As Iran refuses to hold direct talks with the United States, Mora will shuttle between Ali Bagheri Kani and U.S. Special Envoy for Iran Rob Malley, who tweeted on Wednesday he was heading to Vienna with his expectations “in check.”
Signalling little flexibility to resolve remaining thorny issues, Bagheri Kani put the onus on the White House to compromise, saying in a tweet the United States should “show maturity & act responsibly.”
White House national security spokesperson John Kirby said the negotiations “are pretty much complete at this point.”
“We’re not going to wait forever for Iran to take the deal. There’s a deal on the table. They ought to take it,” he told reporters in Washington on Thursday. “Time does appear to be getting very short in terms of being able to get to a deal.”
Little remains of the 2015 deal, which lifted sanctions against Tehran in exchange for restrictions on its nuclear programme. But then-President Donald Trump ditched the deal in 2018 and reimposed harsh sanctions.
In response, Tehran breached the deal in several ways including by rebuilding stocks of enriched uranium.
After 11 months of indirect talks in Vienna between Tehran and President Joe Biden’s administration, however, the broad outline of a revived deal was essentially agreed in March.
But talks then broke down, chiefly because of Tehran’s demand that Washington remove its Revolutionary Guards (IRGC) from a U.S. terrorism list and the U.S. refusal to do so.
To overcome the impasse, Borrell in July proposed a new draft text, which two Iranian officials said Tehran “was not happy” with it.
“Iran has shown enough flexibility. Now it is up to Biden to make a decision. We have our own suggestions that will be discussed in the Vienna talks, such as lifting sanctions on the Guards gradually,” a senior Iranian official told Reuters.

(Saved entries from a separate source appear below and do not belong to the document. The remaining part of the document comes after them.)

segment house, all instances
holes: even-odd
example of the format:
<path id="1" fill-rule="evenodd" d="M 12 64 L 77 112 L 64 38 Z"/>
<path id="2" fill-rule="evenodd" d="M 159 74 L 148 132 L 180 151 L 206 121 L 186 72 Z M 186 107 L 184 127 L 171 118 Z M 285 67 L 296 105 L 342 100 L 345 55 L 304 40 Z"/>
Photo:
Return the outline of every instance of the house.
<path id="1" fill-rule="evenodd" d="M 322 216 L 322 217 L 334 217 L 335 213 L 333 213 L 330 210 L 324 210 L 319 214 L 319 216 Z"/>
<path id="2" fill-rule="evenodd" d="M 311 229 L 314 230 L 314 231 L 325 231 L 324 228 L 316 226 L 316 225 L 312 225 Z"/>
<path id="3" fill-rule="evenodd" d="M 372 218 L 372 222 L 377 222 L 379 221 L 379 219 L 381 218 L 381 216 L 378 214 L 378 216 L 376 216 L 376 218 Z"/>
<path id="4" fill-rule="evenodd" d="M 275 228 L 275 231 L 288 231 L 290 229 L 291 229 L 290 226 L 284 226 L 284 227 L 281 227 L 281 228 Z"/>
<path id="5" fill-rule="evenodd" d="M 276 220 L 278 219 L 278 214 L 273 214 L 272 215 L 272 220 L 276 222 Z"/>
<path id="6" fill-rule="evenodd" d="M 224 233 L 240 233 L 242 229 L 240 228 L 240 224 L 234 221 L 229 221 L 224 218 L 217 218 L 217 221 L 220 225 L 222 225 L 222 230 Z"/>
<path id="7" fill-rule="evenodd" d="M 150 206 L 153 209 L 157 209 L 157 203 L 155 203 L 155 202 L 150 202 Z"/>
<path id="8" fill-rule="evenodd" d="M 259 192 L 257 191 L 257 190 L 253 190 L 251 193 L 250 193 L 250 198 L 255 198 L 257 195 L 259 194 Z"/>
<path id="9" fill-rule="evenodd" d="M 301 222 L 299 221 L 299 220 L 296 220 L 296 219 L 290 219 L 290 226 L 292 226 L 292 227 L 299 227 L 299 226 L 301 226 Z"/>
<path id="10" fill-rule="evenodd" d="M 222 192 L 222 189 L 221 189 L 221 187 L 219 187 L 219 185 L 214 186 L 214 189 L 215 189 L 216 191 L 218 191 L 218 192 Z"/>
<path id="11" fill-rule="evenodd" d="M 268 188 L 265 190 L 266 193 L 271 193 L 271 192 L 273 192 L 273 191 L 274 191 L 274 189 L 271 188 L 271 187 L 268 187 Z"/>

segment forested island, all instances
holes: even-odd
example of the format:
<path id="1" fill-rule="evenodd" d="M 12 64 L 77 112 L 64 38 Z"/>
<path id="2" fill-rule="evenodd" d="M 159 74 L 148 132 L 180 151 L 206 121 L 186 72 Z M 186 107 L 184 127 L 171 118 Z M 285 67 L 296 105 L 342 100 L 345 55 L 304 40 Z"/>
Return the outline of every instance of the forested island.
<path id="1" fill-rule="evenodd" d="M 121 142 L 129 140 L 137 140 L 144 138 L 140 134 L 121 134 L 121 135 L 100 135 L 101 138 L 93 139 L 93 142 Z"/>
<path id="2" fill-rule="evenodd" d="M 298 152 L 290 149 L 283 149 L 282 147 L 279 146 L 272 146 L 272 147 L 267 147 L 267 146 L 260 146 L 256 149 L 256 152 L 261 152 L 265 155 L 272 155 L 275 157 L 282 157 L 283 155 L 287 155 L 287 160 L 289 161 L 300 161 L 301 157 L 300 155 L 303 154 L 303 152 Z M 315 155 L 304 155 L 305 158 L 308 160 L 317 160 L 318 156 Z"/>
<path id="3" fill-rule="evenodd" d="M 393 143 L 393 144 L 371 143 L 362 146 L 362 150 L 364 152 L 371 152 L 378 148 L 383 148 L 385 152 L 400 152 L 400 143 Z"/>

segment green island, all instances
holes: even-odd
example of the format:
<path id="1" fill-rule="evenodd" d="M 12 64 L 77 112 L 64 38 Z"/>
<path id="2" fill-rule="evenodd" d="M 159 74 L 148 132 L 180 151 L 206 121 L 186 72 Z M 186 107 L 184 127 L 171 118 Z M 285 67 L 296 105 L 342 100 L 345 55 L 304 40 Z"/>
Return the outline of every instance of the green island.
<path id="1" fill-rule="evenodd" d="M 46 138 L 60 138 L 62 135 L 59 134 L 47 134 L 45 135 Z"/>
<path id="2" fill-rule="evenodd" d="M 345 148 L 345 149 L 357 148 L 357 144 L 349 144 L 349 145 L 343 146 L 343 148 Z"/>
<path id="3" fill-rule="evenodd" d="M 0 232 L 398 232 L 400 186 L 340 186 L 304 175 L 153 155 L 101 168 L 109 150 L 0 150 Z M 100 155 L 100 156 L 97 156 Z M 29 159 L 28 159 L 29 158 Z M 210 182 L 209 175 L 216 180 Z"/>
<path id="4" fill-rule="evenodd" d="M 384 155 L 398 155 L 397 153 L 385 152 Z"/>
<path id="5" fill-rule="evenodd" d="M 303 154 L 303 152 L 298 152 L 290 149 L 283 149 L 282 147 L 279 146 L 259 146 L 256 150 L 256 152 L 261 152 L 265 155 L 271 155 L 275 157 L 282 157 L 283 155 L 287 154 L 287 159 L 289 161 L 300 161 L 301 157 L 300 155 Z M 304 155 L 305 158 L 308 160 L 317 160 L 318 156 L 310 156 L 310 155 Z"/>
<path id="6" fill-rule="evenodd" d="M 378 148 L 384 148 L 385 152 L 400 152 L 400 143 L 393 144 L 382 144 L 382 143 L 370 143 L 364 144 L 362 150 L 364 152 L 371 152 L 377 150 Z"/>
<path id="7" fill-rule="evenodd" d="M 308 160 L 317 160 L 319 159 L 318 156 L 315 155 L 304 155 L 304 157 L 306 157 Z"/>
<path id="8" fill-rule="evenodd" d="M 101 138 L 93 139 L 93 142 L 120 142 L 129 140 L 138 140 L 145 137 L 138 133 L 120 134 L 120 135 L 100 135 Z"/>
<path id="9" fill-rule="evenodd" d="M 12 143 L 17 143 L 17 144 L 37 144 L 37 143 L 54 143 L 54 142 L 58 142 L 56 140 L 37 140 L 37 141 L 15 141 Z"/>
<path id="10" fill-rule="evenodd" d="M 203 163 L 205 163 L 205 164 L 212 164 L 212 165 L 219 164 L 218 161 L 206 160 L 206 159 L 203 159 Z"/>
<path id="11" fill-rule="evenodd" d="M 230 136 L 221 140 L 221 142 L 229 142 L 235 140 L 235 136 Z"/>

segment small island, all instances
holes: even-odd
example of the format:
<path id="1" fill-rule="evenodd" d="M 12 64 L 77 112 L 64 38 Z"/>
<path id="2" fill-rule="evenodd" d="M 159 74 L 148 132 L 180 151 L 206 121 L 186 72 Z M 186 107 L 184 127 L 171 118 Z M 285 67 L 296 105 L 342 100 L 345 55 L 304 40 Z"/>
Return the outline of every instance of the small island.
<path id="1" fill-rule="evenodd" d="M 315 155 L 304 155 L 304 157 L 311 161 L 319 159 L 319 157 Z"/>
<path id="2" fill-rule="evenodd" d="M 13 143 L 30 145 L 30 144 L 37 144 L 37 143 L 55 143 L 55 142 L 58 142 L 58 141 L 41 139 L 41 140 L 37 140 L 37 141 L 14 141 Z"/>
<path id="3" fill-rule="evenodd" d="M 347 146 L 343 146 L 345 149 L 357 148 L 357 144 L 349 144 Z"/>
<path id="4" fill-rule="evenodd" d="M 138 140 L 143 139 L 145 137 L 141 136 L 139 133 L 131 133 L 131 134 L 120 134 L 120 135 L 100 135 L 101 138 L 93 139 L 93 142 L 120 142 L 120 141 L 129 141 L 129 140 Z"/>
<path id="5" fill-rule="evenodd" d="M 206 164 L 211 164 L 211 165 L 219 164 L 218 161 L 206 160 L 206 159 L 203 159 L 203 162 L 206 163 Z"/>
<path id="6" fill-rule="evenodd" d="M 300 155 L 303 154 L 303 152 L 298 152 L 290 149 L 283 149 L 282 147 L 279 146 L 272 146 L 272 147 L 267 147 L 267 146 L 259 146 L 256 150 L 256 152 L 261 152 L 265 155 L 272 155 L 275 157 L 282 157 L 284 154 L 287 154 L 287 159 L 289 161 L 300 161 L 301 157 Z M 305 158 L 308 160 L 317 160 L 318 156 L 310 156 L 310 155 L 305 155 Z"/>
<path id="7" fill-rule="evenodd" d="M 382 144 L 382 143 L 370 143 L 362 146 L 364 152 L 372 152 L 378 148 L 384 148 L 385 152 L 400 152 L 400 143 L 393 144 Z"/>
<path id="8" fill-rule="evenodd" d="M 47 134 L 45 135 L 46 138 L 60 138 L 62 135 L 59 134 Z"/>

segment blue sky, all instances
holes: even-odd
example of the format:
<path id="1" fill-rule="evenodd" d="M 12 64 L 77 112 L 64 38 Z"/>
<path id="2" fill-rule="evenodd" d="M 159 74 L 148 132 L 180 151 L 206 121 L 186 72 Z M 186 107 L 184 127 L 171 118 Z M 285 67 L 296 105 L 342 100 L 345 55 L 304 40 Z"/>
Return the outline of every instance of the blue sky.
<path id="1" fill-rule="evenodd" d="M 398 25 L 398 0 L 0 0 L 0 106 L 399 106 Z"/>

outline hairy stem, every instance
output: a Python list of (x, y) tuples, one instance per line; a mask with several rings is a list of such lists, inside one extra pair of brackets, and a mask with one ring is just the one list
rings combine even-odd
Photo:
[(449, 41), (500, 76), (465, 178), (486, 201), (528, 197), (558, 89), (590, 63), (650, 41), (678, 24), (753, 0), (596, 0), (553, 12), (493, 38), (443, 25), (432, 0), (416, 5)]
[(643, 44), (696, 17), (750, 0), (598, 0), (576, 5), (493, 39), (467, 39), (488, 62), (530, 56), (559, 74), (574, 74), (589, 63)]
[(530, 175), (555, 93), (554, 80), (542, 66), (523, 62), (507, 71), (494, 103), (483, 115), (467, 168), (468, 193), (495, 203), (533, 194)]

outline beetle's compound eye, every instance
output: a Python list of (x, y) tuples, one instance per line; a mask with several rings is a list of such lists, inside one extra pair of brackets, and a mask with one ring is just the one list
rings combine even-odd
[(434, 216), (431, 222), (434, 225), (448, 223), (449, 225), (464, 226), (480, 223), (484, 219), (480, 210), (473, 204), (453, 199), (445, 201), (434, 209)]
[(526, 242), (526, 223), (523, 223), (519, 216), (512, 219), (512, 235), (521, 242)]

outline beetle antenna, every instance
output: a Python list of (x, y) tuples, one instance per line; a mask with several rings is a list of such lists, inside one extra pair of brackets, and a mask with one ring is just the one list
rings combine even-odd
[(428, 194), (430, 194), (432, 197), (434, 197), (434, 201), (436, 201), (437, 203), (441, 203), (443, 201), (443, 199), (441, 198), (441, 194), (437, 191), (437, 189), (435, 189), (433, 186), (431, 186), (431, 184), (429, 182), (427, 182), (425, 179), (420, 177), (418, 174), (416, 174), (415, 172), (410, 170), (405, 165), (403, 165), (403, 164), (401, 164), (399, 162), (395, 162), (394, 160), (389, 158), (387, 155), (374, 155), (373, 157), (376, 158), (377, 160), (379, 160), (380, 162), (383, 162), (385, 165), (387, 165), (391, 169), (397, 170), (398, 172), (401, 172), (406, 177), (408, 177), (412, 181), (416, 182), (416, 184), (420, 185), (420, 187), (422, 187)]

Other points of contention include Tehran’s demand that Washington provide guarantees that no U.S. president would abandon the deal as Trump did. But Biden cannot promise this because the 2015 pact is a non-binding political understanding, not a legally-binding treaty.
“If they want to revive the pact, Washington should secure Iran’s economic benefits and not only until the end of Biden’s term,” said a second Iranian official.
Tehran also insists the International Atomic Energy Agency (IAEA) drop its claims about Tehran’s nuclear work, objecting to last year’s assertion by the U.N. nuclear watchdog that Tehran had failed to fully explain uranium traces at undeclared sites.